In Odisha though, which is the main ground for the Olive Ridley turtles in India, hatching happens in situ (in the original place). Here, one can also witness mass nesting or Arribada, where over a 100 sea turtles descend together. News reports say over 3.55 lakh eggs were laid in Odisha beaches in just a week this year. But when it comes to Velas, only 8 nests have been found this year. Combining the nests found in adjoining locations, it is around 26 nests or less than 4,000 eggs. This is why the work of conservationists in this area is even more important.

Is it just me or does that rock formation look like the olive ridley to you too?

Meeting the volunteers though I’m hopeful. The ones I met were researching sea weeds with lateral roots that are found only in Velas and can penetrate turtle eggs, the nesting preferences of the olive ridleys and white bellied sea eagles. Looking at the swelling crowds each day, even in the endeavour to increase awareness, I’m glad they are there so the Olive Ridleys can safely reach atleast the shore.

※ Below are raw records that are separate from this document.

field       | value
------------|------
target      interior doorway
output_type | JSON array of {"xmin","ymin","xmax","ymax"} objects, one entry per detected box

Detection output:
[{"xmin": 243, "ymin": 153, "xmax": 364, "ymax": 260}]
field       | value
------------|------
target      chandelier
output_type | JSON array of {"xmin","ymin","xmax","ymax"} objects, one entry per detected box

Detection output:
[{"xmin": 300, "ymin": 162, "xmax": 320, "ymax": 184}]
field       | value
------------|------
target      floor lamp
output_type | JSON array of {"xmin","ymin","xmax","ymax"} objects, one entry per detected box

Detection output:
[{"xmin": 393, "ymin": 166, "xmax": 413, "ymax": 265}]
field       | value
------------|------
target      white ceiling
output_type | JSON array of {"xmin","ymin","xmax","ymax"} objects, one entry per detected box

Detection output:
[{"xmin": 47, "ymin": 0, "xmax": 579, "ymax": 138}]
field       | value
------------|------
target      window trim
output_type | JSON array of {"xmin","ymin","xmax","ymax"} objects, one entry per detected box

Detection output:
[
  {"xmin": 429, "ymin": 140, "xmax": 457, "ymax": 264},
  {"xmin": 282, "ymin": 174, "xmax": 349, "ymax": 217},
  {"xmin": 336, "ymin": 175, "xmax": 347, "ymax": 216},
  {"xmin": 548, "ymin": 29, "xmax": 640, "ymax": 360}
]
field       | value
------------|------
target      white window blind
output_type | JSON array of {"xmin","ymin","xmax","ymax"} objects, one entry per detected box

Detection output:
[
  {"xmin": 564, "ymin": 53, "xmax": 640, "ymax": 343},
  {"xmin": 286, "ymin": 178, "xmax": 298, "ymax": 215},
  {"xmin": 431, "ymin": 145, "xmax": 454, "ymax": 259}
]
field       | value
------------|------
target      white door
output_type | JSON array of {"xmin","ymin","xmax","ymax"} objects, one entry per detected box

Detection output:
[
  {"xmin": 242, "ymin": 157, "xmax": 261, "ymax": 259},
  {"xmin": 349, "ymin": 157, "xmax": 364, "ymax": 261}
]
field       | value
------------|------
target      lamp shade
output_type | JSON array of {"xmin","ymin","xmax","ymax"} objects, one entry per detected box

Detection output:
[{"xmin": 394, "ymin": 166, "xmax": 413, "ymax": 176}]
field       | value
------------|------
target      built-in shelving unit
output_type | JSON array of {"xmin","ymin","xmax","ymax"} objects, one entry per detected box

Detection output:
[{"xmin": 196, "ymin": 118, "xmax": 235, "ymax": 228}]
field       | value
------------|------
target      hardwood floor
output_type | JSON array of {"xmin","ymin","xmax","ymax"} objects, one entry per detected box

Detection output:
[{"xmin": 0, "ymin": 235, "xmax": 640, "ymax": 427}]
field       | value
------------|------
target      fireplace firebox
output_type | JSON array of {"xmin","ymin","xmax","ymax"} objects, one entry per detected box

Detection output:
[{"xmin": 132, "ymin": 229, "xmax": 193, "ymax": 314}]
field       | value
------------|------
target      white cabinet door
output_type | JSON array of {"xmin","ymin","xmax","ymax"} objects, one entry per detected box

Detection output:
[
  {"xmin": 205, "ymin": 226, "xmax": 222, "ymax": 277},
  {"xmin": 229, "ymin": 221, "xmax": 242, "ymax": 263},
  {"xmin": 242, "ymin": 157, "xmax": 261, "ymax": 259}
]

Ps: Avoid going during the weekends if possible to escape the crowd. Weekdays are a much better bet to get a good look at the sea turtles.

Useful information

  • When to go: Feb to April. Visit the Velas turtle festival for exact dates
  • How to reach: Follow the Mumbai-Panvel-Pen-Mangaon-Mandadgad-Velas route. Local ST buses leave Mumbai Central at 12:30 pm and reach Velas around 8 pm. From Velas, bus to Mumbai leaves at 6:30 am and 9 am. There are local buses to Pune and Ratnagiri too.
  • Where to stay: Visit the website for a list of homestays
  • Travel groups such as Mumbai Travellers, Treks and Trails etc organise weekend trips to Velas.